Si potrebbe iniziare la recensione de La città proibita così: è una figata pazzesca. E chiuderla con: andate in sala a vederlo. Forse basterebbe. Ma in una settima arte nazionale che si mostra opaca e mai realmente sovversiva, dove le uniche vere scoperte arrivano da un cinema emergente (qui la nostra rubrica), capaci quantomeno di farci immaginare un futuro tra le proprie immagini, Gabriele Mainetti è invece una delle poche certezze che abbiamo, e per questo, il film clamoroso che ha fatto va spiegato. Lo chiamavano Jeeg Robot, Freaks Out, La città probita. Come quando la sabbia, ancora umida e bagnata dall’acqua che si scalda sotto i primi raggi di sole dopo una notte buia, ci accarezza la pelle. Questo è ciò che abbiamo provato ancora una volta, seduti su una poltrona di un qualsiasi multisala a Roma, dopo meno di mezz’ora dall’inizio del terzo film del regista. Tutto si contorce, tutto ci piace, tutto il cinema si accende. La città proibita è una storia di conferme e di tradimenti, di stereotipi ribaltati e di una Roma che non è più quella che ci raccontano da decenni e ha rotto le scatole.
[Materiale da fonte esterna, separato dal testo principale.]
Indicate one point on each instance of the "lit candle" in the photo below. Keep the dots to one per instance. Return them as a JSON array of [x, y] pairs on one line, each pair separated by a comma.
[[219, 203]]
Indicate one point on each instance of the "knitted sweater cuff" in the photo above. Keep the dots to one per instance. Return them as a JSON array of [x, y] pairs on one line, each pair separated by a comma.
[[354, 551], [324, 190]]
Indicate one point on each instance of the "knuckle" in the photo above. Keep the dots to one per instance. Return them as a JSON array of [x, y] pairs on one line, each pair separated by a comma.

Qui la Capitale è vista da un ragazzo e convive con le sue diversità mica tanto facili da gestire e la libertà, gli acciacchi e i turisti rompiballe.


In La città proibita troviamo Marcello (Enrico Borello), che gestisce un ristorante storico all’Esquilino insieme a sua madre Lorena (Sabrina Ferilli), e Mei (Yaxi Liu), arrivata dalla Cina alla ricerca di sua sorella. La Roma di Mainetti è spaccata in due: da un lato domina Annibale (Marco Giallini), dall’altro Mr Wang (Chunyu Shanshan). E poi c’è l’amore. Perché La città proibita è anche una promessa tra due ragazzi che si trovano nel mezzo di una disgrazia e gridano vendetta mentre va tutto male. Anche quando tutto fa schifo, basta un attimo per ricordarsi cosa significa essere qui. Uscire di casa, salire su un motorino e guardarla, Roma. Percorrere strade dimenticate e poi, all’improvviso, ritrovarsi davanti al Colosseo o ai Fori—quei luoghi che Marcello, pur vivendo a Monti, quasi non ricordava più. Eppure, quando la morsa del male si stringe, c’è sempre Roma lì fuori che ci aspetta per lenirlo, questo maledetto dolore. Insomma, tra scazzottate e passi di kung fu, Marcello e Mei—lei, la Kill Bill dell'Esquilino, lui, lo chef curioso e sensibile—La città proibita è il film che dovete assolutamente vedere. E il cinema di Mainetti è quello che speriamo ci farà risorgere.